# Ordering from AliExpress



## SheLion (Mar 28, 2017)

I found some dining chairs on AliExpress that I really like. However, I've never ordered from there and I'm loathe to have a $600 bad experience. Anyone have any firsthand experience they can share?


----------



## cerelife (Mar 29, 2017)

Hi!
I've been ordering from AliExpress for a couple of years and have yet to have a bad experience. While none of my orders have been for more than $100, everything I've ordered has met (and usually exceeded) my expectations.
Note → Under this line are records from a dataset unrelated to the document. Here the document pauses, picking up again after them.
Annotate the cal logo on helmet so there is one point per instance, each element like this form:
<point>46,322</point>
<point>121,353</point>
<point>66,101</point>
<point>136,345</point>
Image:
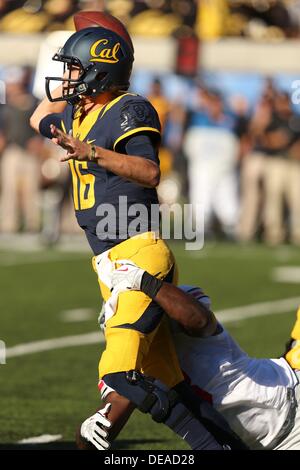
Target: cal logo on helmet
<point>107,55</point>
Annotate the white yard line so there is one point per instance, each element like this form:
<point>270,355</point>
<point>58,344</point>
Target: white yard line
<point>78,315</point>
<point>96,337</point>
<point>43,439</point>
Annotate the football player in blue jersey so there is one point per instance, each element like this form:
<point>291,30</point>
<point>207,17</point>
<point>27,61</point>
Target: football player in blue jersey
<point>111,138</point>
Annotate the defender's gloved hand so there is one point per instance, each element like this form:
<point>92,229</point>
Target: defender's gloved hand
<point>94,429</point>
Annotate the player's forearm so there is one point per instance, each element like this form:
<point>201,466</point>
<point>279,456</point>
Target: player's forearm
<point>196,319</point>
<point>137,169</point>
<point>47,107</point>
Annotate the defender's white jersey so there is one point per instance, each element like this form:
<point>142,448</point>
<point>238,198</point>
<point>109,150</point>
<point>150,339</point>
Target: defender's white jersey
<point>254,395</point>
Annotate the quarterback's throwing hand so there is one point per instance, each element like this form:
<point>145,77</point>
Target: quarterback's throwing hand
<point>95,428</point>
<point>76,149</point>
<point>128,276</point>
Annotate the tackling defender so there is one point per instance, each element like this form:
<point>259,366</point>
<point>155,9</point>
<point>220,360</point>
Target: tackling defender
<point>260,398</point>
<point>92,106</point>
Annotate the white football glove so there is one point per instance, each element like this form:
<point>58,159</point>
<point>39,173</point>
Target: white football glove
<point>127,277</point>
<point>94,429</point>
<point>104,267</point>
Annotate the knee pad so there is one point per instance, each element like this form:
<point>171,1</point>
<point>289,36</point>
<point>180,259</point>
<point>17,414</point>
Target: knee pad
<point>295,334</point>
<point>148,394</point>
<point>292,355</point>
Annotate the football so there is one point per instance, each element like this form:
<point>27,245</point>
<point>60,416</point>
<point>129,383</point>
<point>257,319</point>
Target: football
<point>86,19</point>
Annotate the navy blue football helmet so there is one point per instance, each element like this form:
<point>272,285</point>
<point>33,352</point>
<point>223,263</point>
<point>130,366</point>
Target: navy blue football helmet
<point>104,60</point>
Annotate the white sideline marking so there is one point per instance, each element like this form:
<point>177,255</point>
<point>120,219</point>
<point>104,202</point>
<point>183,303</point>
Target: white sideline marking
<point>96,337</point>
<point>43,439</point>
<point>78,315</point>
<point>258,310</point>
<point>287,274</point>
<point>14,261</point>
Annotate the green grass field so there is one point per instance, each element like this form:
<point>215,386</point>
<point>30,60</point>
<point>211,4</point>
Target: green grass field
<point>50,392</point>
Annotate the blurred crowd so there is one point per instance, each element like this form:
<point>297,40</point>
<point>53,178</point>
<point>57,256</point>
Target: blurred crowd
<point>238,164</point>
<point>207,19</point>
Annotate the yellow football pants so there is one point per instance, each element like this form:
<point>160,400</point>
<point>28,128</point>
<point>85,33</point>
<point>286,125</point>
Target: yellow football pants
<point>138,336</point>
<point>293,355</point>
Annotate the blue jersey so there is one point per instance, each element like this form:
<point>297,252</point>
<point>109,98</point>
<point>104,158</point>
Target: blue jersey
<point>100,196</point>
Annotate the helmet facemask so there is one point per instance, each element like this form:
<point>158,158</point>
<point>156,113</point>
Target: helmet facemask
<point>104,61</point>
<point>72,88</point>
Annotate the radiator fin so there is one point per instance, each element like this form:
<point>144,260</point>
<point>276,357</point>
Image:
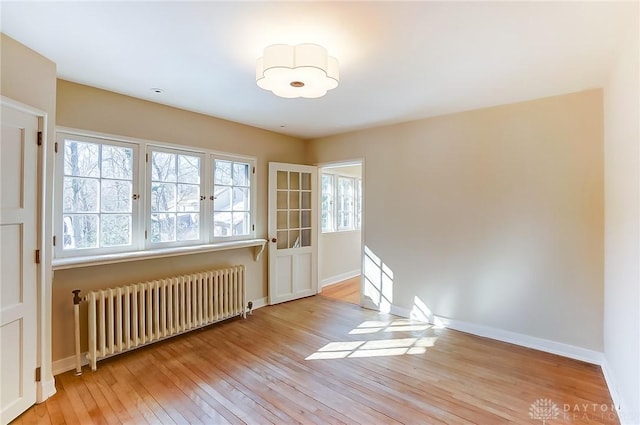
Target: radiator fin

My understanding is that AliExpress takes responsibility for the sellers on their site (kind of like Amazon), and they have an option to open a dispute if you don't receive your order in a timely manner, or the items are not to your satisfaction. 
I personally love this site, and have no qualms about ordering from them!!


----------



## WeaversPort (Mar 29, 2017)

I've ordered small things from AliExpress, but nothing big. One of the things I like is they have a dispute policy through the service - on top of whatever policies the individual sellers have. I learned the hard way never to order clothes through them, because China XL is NOT the same as American XL. 

Sometimes things take forever (I'm still waiting for the a lot of jars I purchased), so it is important to read both the reviews of the items and the reviews of the seller. In general, of the 5 purchases I've made, all but one has met or exceeded expectations. The order of clothes I'm leaving out because that is an error on my part. I didn't read the measurements. 

It's not a huge sample data set, so I don't know if it helps.. The TL;DR is you'll probably get what you see, but don't be in a rush to get it.


----------



## penelopejane (Mar 29, 2017)

SheLion said:


> I found some dining chairs on AliExpress that I really like. However, I've never ordered from there and I'm loathe to have a $600 bad experience. Anyone have any firsthand experience they can share?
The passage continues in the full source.